People who cross the Channel to the UK come from the poorest and most vulnerable parts of the world including Yemen, Eritrea, Chad, Egypt, Sudan and Iraq.

Under international law, people have the right to seek asylum in whichever country they arrive, and there is nothing to say they must seek asylum in the first safe country. It is very hard to apply to the UK for asylum unless a person is already in the country.

Enver Solomon, the chief executive of the Refugee Council, told the BBC the Government's decision to compel councils to take unaccompanied children was "important". He said it "should reduce the unacceptable delays in vulnerable children, who have often experienced great trauma, getting the vital care they need".

However, local government sources say there are concerns about the funding councils will receive given the financial pressures they are already under.

Cllr James Jamieson, the Conservative leader of the Local Government Association, which represents councils in England, said: "These new arrangements must continue to swiftly take into account existing pressures in local areas."

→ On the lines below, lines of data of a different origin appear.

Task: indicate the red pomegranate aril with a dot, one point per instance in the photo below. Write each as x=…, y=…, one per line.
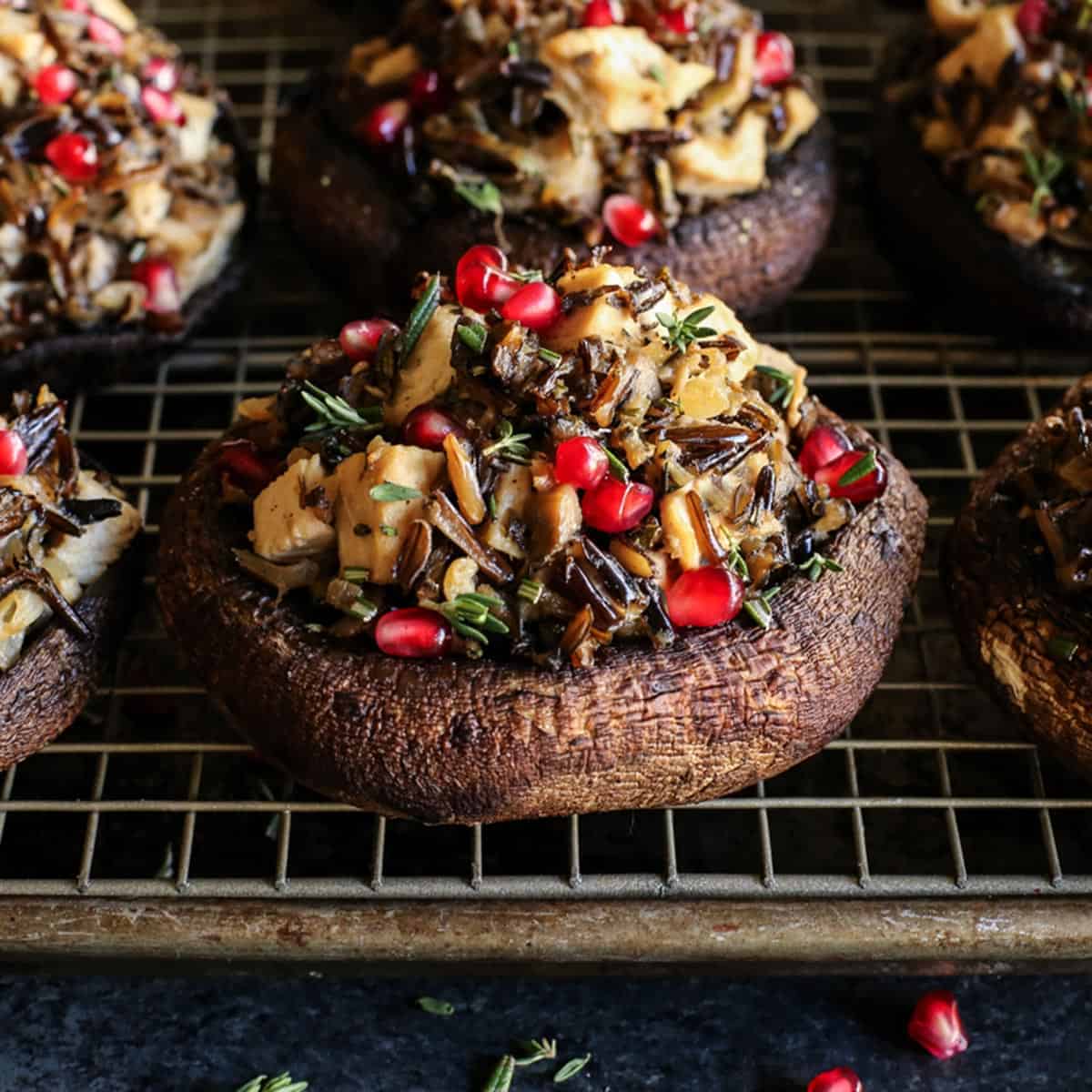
x=601, y=14
x=936, y=1026
x=617, y=506
x=628, y=221
x=581, y=462
x=823, y=446
x=535, y=306
x=14, y=456
x=1032, y=17
x=75, y=157
x=162, y=106
x=106, y=34
x=162, y=75
x=413, y=632
x=359, y=339
x=774, y=58
x=429, y=427
x=842, y=1079
x=56, y=85
x=704, y=598
x=481, y=279
x=158, y=278
x=862, y=490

Ms Patel criticised Scottish councils in the Commons on Monday for the numbers of children they had taken.

Kelly Parry, an SNP councillor who speaks for the Convention of Scottish Local Authorities, said they were committed to participating on a voluntary basis and were already providing a "proportionate share" of placements.

A Home Office spokesman said: "We are grateful for the continued support of local authorities to provide vital care to vulnerable children, and we continue to keep the National Transfer Scheme under review to ensure a fair and equitable distribution of responsibility across the UK."